Wideband RFI Monitor Requirements, Design, and Commissioning at DRAO
Nicholas Bruce, Charl Baard, Stephen Harrison, Mohammad Islam, Abraham J. Otto, Dustin Lagoy, Robert Messing, Benoit Robert, Timothy Robishaw, Peter F. Driessen

TL;DR
This paper details the design, deployment, and commissioning of a wideband radio frequency interference monitor at DRAO, capable of high-resolution transient detection and long-term environment characterization.
Contribution
It introduces a novel RFI monitor with enhanced calibration, stability, and applications, including a new method to assess gain drift effects on data integration.
Findings
The monitor supports 2 GHz bandwidth with ~100 Hz channel resolution.
It operates as both a transient detector and environment characterization tool.

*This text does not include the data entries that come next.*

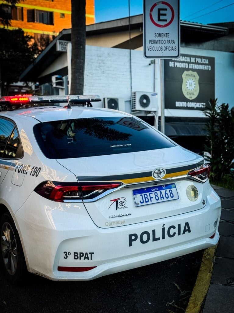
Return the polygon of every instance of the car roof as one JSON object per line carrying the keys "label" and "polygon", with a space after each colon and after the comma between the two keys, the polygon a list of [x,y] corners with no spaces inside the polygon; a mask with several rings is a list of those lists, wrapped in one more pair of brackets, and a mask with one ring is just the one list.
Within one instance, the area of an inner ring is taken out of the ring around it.
{"label": "car roof", "polygon": [[72,106],[67,109],[62,106],[40,106],[21,109],[13,111],[2,111],[0,115],[14,120],[18,119],[36,119],[40,122],[59,121],[89,117],[117,117],[131,116],[116,110],[102,108]]}

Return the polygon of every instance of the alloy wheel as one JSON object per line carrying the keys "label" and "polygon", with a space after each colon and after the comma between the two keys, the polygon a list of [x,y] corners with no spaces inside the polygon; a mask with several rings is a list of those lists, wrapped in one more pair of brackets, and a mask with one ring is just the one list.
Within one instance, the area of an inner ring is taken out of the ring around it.
{"label": "alloy wheel", "polygon": [[17,246],[14,231],[7,222],[3,224],[1,231],[1,248],[6,268],[10,275],[14,275],[17,267]]}

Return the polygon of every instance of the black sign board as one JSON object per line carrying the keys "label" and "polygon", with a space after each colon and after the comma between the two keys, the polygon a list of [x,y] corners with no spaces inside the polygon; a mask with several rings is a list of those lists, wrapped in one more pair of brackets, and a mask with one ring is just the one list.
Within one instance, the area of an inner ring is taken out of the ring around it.
{"label": "black sign board", "polygon": [[215,97],[215,58],[181,54],[164,61],[165,109],[204,110]]}

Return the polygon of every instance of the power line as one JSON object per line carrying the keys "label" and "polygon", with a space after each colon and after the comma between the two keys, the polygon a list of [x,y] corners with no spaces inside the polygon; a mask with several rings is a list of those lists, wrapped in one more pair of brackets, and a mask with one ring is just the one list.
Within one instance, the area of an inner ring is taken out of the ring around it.
{"label": "power line", "polygon": [[225,7],[222,7],[222,8],[220,8],[219,9],[217,9],[216,10],[214,10],[213,11],[211,11],[211,12],[208,12],[208,13],[205,13],[205,14],[202,14],[201,15],[199,15],[199,16],[196,16],[195,18],[190,18],[190,19],[195,19],[195,18],[200,18],[202,16],[204,16],[204,15],[207,15],[207,14],[210,14],[211,13],[212,13],[213,12],[216,12],[216,11],[218,11],[220,10],[222,10],[222,9],[224,9],[225,8],[227,8],[228,7],[230,7],[231,5],[233,5],[234,4],[234,3],[231,3],[231,4],[228,4],[228,5],[226,5]]}
{"label": "power line", "polygon": [[199,11],[197,11],[197,12],[195,12],[194,13],[193,13],[192,14],[190,14],[189,15],[187,15],[187,16],[185,16],[185,17],[183,18],[183,19],[184,20],[185,18],[188,18],[190,16],[191,16],[191,15],[194,15],[194,14],[196,14],[197,13],[199,13],[199,12],[201,12],[202,11],[203,11],[204,10],[206,10],[206,9],[208,9],[208,8],[210,8],[211,7],[212,7],[213,5],[214,5],[215,4],[216,4],[217,3],[218,3],[219,2],[221,2],[222,1],[223,1],[223,0],[220,0],[219,1],[217,1],[217,2],[215,2],[212,4],[211,4],[210,5],[209,5],[206,8],[204,8],[204,9],[202,9],[201,10],[199,10]]}

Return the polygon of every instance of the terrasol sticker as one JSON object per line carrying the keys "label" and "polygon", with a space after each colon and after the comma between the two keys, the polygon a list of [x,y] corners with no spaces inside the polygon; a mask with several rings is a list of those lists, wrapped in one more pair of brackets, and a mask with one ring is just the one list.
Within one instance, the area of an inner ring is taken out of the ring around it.
{"label": "terrasol sticker", "polygon": [[187,187],[186,194],[191,201],[196,201],[198,198],[198,190],[193,185],[190,185]]}

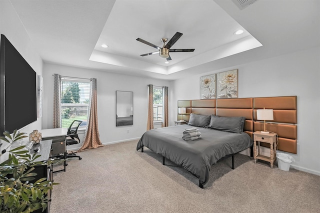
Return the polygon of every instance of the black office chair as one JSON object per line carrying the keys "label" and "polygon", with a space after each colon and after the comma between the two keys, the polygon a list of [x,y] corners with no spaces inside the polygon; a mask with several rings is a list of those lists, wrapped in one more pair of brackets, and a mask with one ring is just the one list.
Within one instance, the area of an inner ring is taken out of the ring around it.
{"label": "black office chair", "polygon": [[[82,120],[74,120],[70,125],[70,126],[69,126],[66,139],[66,146],[72,145],[80,142],[80,139],[76,132],[82,122]],[[78,158],[79,160],[82,159],[80,156],[76,155],[76,154],[73,152],[71,154],[67,153],[66,158]]]}

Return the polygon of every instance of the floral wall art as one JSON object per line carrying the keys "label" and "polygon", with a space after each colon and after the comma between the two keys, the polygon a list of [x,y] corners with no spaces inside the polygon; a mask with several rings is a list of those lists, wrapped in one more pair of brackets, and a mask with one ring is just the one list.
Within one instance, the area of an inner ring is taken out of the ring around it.
{"label": "floral wall art", "polygon": [[238,70],[233,70],[216,74],[218,98],[238,96]]}
{"label": "floral wall art", "polygon": [[216,98],[216,74],[200,77],[200,99]]}

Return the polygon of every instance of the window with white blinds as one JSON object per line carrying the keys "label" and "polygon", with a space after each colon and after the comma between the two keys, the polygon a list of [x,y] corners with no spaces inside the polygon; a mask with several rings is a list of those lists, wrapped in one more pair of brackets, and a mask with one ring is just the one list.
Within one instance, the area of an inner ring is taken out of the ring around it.
{"label": "window with white blinds", "polygon": [[162,120],[163,96],[162,88],[154,86],[154,122]]}
{"label": "window with white blinds", "polygon": [[80,128],[85,127],[88,118],[90,80],[62,78],[62,128],[68,128],[74,120],[82,120]]}

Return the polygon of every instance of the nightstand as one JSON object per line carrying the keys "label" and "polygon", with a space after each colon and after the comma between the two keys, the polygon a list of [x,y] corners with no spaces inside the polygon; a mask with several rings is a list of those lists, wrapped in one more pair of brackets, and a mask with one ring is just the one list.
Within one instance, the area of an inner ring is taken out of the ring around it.
{"label": "nightstand", "polygon": [[[256,142],[258,142],[258,150],[257,153]],[[260,150],[260,142],[264,142],[270,144],[270,156],[262,156]],[[270,162],[270,167],[274,168],[274,162],[276,160],[276,134],[270,132],[268,134],[262,133],[260,131],[254,132],[254,164],[256,163],[256,160]]]}
{"label": "nightstand", "polygon": [[174,120],[174,126],[182,125],[186,124],[186,120]]}

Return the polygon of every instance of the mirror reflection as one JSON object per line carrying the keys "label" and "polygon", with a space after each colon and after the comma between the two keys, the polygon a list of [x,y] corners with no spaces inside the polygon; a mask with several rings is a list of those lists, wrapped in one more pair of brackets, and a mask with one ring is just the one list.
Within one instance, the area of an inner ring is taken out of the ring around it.
{"label": "mirror reflection", "polygon": [[116,91],[116,126],[134,124],[134,92]]}

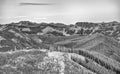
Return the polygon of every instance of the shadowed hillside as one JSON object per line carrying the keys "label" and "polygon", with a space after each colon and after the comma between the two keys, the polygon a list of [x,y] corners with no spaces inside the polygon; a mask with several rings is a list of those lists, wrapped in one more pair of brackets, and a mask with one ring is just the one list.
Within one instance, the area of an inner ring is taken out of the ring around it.
{"label": "shadowed hillside", "polygon": [[120,23],[2,24],[0,74],[120,74]]}

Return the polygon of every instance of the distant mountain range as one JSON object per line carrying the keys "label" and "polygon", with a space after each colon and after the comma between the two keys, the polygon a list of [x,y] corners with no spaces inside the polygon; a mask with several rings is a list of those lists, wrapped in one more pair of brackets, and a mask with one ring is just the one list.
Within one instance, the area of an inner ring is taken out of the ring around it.
{"label": "distant mountain range", "polygon": [[120,23],[1,24],[0,74],[120,74]]}

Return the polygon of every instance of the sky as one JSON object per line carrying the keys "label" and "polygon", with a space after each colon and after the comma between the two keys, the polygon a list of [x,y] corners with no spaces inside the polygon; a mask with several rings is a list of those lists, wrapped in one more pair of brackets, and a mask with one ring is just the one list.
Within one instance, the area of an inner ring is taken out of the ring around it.
{"label": "sky", "polygon": [[119,0],[0,0],[0,24],[120,21],[119,3]]}

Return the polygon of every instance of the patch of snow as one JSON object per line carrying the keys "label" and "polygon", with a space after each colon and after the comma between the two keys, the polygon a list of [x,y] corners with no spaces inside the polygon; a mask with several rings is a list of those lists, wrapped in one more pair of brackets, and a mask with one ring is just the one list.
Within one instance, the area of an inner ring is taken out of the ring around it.
{"label": "patch of snow", "polygon": [[50,58],[56,58],[58,60],[58,64],[61,66],[60,74],[64,74],[65,69],[65,63],[64,63],[64,53],[62,52],[48,52],[48,57]]}

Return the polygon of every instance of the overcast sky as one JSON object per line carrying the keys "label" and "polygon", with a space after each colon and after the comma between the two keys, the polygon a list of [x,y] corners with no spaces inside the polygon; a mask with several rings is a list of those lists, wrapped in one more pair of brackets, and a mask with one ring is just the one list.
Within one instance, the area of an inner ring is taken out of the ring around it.
{"label": "overcast sky", "polygon": [[[119,21],[119,0],[0,0],[0,23]],[[21,5],[21,3],[37,3]],[[48,5],[40,5],[48,4]]]}

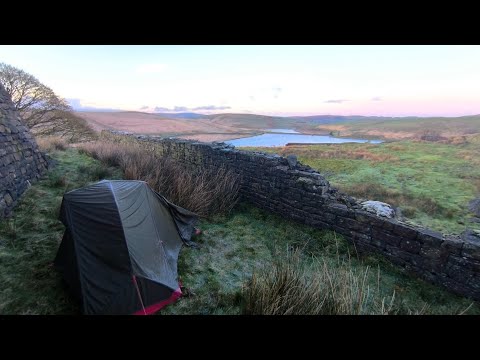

A new method for calculating gain drift effects was derived.
Abstract
In this paper, we introduce the radio frequency interference monitor deployed at the Dominion Radio Astrophysical Observatory. It provides 2 GHz of instantaneous bandwidth, supporting channel bandwidths as fine as ~100 Hz for 1 s integrations, or integration times as low as ~50 ms for the standard 3.33 kHz channel bandwidth. After operating as a prototype instrument for several years, the monitor was commissioned to improve the calibration method, analog section temperature, and gain stability. It now operates both as a transient detector and as a long-term radio environment characterization tool. We introduce novel applications for the monitor and derive a new method for calculating the effect of gain drift on integrated data.